Why Shouldn’t Debts Be a Lifetime Burden?

Why Shouldn’t Debts Be a Lifetime Burden?

Debt can make your life very difficult. The debt which you might have taken years ago, without thinking about the rate of interest or any other fees, can become a huge financial burden.

Debt can also lead you to bankruptcy. This means that your credit score will suffer for another 7 to 10 years. This report will show on your credit status. It will not allow you get benefits from credit companies.

People even die from the pressure of debt. They leave behind their loved ones to cover the loan amount with the creditor.

Normally, the assets are taken by the creditors in case of a deceased account. The remaining then is given to the beneficiary. But in the case the assets are not enough, the creditor will have to take the burden of selling the assets and recover the debt amount. This is unless there was a guarantor involved, in which case the guarantor should be responsible.

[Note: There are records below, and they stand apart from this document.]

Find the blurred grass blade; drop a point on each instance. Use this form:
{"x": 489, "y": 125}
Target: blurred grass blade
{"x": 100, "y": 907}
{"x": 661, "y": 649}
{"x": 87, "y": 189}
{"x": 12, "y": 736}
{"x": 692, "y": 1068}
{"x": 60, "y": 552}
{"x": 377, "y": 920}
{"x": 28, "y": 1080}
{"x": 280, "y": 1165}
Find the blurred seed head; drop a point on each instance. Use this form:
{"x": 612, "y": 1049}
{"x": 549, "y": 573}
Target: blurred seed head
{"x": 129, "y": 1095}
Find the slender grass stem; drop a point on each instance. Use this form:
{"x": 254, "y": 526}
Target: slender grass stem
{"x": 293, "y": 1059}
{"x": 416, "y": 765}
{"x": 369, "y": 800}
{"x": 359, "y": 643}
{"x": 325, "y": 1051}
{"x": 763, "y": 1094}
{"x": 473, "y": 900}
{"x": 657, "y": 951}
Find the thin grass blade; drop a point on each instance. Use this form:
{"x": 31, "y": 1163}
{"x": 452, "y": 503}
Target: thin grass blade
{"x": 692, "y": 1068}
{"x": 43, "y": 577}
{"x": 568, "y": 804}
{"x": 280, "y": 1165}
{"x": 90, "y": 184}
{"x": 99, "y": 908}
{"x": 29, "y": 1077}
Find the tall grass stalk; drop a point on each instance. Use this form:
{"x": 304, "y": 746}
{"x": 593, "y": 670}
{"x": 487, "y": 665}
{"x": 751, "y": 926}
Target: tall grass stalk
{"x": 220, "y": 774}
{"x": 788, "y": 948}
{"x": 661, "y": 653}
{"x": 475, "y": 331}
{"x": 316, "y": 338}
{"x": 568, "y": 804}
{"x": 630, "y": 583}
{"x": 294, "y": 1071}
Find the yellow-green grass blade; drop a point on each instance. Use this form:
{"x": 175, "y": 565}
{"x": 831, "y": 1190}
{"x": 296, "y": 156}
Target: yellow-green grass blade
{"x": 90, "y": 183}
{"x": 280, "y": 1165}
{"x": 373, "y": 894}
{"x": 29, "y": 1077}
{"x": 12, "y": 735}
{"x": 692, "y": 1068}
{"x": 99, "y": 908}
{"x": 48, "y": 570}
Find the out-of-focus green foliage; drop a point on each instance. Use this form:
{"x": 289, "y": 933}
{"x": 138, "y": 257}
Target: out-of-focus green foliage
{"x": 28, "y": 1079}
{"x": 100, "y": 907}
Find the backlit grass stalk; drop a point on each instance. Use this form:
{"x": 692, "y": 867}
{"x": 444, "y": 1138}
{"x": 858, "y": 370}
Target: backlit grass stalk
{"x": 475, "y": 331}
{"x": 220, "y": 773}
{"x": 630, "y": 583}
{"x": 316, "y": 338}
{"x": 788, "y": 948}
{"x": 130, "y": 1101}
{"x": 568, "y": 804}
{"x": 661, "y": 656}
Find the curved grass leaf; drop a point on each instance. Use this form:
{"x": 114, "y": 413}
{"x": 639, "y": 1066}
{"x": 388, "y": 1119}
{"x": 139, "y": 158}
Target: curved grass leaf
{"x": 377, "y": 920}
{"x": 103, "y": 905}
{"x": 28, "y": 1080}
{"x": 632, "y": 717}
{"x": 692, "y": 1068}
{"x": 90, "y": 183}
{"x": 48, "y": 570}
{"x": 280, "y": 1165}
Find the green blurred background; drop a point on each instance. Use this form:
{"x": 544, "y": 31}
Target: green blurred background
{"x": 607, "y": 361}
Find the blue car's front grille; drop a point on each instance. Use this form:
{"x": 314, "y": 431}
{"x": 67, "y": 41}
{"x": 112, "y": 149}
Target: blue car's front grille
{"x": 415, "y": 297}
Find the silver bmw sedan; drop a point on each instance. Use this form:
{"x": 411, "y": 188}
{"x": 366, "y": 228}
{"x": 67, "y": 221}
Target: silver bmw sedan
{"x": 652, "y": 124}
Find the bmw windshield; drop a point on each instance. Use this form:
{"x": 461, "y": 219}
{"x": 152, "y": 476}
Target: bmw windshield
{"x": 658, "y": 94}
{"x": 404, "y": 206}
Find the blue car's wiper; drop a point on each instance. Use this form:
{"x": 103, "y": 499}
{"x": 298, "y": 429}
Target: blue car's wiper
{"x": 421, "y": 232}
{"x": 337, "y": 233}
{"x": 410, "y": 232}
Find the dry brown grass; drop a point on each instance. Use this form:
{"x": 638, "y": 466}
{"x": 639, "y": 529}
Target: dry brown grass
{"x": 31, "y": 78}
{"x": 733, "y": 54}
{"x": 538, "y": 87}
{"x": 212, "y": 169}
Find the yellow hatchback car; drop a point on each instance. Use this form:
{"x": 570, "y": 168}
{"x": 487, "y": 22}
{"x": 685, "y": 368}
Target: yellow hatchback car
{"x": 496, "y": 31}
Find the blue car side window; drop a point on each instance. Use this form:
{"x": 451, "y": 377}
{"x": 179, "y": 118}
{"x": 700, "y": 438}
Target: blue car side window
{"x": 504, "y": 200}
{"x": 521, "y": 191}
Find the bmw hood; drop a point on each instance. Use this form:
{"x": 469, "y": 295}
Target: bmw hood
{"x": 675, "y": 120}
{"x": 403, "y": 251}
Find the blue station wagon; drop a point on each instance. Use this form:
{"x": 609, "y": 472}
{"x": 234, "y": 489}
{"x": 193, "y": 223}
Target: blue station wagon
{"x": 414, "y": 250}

In cases of home loan and mortgages. The debt is not cleared and the person dies, the family of the person has to take over it. The mortgage if they wish to stay, or they will have to sell the house to someone else. This can be done in order to settle the creditor’s loan.

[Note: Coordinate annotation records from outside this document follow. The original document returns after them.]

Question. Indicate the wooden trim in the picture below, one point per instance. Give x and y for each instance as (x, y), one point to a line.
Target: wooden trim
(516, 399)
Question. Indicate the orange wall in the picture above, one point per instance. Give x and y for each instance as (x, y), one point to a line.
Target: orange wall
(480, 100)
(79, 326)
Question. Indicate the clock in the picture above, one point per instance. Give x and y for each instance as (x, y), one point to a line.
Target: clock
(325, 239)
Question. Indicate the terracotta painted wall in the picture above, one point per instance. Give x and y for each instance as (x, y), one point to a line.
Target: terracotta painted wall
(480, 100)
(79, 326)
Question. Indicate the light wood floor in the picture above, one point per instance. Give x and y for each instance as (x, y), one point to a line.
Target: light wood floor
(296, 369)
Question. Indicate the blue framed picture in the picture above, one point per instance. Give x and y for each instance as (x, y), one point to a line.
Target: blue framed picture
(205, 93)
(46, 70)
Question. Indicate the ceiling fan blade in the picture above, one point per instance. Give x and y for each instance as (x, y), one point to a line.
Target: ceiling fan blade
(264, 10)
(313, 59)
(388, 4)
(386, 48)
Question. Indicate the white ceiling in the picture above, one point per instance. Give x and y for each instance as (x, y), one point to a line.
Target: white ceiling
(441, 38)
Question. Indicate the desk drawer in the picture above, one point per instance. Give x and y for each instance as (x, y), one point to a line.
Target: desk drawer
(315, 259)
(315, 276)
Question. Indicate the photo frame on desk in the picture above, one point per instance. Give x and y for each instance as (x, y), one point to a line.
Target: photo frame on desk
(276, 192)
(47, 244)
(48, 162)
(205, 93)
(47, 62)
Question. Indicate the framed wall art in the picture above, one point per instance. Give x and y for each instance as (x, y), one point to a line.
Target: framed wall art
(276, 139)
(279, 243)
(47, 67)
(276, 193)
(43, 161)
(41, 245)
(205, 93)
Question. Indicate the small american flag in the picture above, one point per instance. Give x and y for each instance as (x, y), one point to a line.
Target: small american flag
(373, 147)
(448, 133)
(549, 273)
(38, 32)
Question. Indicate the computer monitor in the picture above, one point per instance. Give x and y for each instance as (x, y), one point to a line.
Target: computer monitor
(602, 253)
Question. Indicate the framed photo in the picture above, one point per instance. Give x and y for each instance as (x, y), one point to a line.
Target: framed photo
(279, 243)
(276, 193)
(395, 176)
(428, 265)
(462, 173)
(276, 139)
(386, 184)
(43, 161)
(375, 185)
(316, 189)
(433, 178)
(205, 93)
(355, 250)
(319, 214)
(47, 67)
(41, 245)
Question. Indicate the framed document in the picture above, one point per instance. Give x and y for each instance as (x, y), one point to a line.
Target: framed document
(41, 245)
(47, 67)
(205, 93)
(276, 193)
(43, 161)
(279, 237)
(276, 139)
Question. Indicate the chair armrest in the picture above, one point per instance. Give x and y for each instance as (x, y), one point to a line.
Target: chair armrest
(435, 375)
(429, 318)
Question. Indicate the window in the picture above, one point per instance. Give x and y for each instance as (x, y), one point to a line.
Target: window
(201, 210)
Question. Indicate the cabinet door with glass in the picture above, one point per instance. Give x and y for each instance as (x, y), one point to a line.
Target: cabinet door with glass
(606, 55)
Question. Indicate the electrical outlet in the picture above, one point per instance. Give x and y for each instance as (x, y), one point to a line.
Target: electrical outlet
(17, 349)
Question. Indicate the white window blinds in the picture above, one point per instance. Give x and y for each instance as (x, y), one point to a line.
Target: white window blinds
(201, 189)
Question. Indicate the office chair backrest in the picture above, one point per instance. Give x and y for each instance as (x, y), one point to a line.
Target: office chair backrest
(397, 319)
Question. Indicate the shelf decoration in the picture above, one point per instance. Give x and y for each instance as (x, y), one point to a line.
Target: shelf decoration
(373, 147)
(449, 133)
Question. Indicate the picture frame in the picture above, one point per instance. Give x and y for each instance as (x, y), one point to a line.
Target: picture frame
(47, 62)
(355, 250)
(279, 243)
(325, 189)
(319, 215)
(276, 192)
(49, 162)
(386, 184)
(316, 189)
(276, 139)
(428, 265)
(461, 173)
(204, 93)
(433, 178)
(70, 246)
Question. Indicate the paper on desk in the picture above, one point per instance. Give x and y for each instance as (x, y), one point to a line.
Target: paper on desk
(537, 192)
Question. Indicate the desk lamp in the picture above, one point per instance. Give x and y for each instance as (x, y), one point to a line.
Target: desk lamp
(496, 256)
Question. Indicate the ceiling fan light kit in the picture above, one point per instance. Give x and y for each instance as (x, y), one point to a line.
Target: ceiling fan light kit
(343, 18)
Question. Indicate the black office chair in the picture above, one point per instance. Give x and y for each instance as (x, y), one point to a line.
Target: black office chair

Thus, poor financial planning can put your family in a stressful situation.

Before you give up and never are able to recover from this damage, let’s see what you can do in order to get back on track. Debt consolidation is a life-saving step you can take in order to settle all your other loans and get a fresh new loan on a lower interest rate in order to clear the unwanted interest you are paying. The banks will offer you a low-interest rate loan to settle all your debt and you just have to pay one single EMI for your entire loan.

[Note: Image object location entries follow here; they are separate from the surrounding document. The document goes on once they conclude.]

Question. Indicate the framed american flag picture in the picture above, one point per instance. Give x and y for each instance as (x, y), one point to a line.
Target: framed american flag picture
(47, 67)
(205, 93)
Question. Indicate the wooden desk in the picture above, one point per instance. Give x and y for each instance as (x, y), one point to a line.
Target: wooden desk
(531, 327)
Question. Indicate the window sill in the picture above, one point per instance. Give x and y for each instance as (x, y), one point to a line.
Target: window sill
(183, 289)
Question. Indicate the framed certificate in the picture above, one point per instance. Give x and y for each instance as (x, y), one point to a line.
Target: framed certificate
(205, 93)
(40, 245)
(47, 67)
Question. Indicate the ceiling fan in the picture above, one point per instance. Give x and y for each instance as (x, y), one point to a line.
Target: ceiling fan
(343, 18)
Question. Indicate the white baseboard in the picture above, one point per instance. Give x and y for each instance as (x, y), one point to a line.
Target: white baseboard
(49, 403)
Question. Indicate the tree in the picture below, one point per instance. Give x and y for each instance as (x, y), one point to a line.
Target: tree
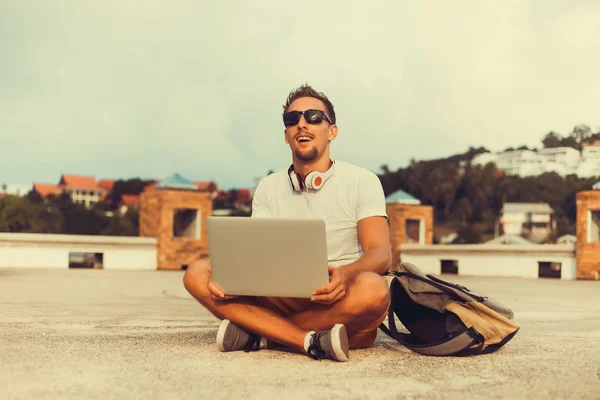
(581, 133)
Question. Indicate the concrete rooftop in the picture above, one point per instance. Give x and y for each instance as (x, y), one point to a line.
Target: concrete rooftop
(109, 334)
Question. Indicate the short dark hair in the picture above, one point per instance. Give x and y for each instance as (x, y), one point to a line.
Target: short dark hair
(307, 91)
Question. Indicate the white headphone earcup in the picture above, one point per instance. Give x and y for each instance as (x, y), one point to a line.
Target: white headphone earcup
(315, 180)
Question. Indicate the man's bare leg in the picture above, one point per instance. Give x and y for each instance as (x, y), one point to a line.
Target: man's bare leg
(244, 312)
(366, 300)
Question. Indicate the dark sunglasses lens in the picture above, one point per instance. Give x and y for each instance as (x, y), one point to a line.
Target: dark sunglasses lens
(291, 118)
(313, 116)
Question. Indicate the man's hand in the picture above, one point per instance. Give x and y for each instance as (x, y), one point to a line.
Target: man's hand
(215, 292)
(335, 290)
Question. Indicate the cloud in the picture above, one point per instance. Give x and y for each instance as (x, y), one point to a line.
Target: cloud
(124, 89)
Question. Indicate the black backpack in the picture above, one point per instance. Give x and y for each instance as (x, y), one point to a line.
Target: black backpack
(444, 318)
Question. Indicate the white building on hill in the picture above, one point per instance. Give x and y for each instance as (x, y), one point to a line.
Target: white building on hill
(561, 160)
(534, 221)
(515, 162)
(590, 162)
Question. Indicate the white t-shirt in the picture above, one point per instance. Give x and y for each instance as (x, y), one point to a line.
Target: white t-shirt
(350, 194)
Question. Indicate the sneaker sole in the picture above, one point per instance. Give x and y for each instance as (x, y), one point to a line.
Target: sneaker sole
(339, 341)
(221, 334)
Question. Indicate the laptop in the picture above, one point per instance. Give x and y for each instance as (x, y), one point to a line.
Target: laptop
(278, 257)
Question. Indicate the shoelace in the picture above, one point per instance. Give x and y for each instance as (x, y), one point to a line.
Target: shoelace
(253, 343)
(314, 350)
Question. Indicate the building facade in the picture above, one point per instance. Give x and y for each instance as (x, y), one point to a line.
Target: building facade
(533, 221)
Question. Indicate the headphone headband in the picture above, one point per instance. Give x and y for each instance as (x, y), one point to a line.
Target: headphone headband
(314, 180)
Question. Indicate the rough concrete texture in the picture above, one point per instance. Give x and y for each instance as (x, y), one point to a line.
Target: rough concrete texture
(113, 335)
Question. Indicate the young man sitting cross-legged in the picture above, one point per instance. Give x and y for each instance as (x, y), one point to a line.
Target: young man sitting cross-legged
(346, 313)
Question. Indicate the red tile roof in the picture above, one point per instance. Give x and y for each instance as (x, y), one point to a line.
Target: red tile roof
(150, 186)
(78, 181)
(106, 184)
(206, 186)
(129, 199)
(46, 189)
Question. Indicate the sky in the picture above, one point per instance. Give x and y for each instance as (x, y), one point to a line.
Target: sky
(124, 89)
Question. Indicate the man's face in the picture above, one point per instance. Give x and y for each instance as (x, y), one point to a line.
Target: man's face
(309, 141)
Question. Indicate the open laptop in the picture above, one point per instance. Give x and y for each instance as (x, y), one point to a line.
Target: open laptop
(267, 256)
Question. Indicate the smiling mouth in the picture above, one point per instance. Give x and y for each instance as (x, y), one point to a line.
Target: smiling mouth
(303, 139)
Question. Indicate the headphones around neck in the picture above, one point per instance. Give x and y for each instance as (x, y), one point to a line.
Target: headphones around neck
(314, 180)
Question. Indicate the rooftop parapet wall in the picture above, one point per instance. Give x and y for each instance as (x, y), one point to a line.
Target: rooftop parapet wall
(29, 250)
(524, 261)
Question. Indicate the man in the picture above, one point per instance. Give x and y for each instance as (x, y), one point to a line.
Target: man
(346, 313)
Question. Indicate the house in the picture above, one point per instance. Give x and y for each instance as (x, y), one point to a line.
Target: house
(82, 189)
(562, 160)
(533, 221)
(590, 161)
(509, 240)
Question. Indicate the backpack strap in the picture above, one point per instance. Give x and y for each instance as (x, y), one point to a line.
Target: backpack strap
(460, 345)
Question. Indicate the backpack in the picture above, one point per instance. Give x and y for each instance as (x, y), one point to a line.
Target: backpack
(444, 318)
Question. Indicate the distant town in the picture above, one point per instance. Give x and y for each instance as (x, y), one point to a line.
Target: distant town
(478, 196)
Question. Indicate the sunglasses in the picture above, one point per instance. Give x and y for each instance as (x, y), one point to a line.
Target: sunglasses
(311, 116)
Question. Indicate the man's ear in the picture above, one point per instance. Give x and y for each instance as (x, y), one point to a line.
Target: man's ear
(333, 132)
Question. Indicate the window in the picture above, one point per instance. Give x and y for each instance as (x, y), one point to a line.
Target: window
(548, 269)
(86, 260)
(413, 231)
(186, 223)
(449, 267)
(593, 226)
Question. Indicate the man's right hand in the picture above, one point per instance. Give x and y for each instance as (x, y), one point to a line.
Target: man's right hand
(215, 292)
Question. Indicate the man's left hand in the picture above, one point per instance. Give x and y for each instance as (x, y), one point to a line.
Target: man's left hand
(335, 290)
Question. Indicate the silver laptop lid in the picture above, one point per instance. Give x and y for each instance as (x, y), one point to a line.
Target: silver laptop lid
(267, 256)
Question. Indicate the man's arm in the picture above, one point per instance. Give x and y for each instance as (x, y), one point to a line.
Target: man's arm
(374, 237)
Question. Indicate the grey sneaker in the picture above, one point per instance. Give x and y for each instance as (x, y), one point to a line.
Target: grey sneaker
(233, 338)
(332, 344)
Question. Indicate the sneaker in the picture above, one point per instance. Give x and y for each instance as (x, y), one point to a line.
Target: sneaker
(331, 344)
(233, 338)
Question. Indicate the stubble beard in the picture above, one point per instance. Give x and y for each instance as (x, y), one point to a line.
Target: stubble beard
(307, 155)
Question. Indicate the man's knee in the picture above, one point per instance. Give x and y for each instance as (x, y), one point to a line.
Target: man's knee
(374, 294)
(195, 279)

Loan for Debt consolidation can be of two types, secured or unsecured. Technically this loan is just like a personal loan, only the banks offers a lower rate of interest because the bank knows that you are going to consolidate all your loans. On a secured loan, you will get an even lower rate of interest and unsecured will have a bit higher rate of interest.

The debt consolidation calculators will help you with the approx. amount you need to lend and how much will you end up paying back. And the procedures for applying for this loan are the same as to get any loan. You just need to request the bank for a debt consolidation. Here are some documents you might require to get a debt consolidation loan.

Documentation required

The documents required in this scenario is the same as any personal loan you would apply. Only in the case of secured loan, they will ask you paperwork for the collateral.

●The document such as Proof of Identification
●Proof of residents
●Proof of income and Bank statement.
●The letter of consent from the debt loan company to allow you to close the loan account prematurely, with or without any penalty charges.

Settling your debts is no easy task. But with the right financial planning and proper steps, it can be done. And the process is sure to relieve the stress for both you and your family.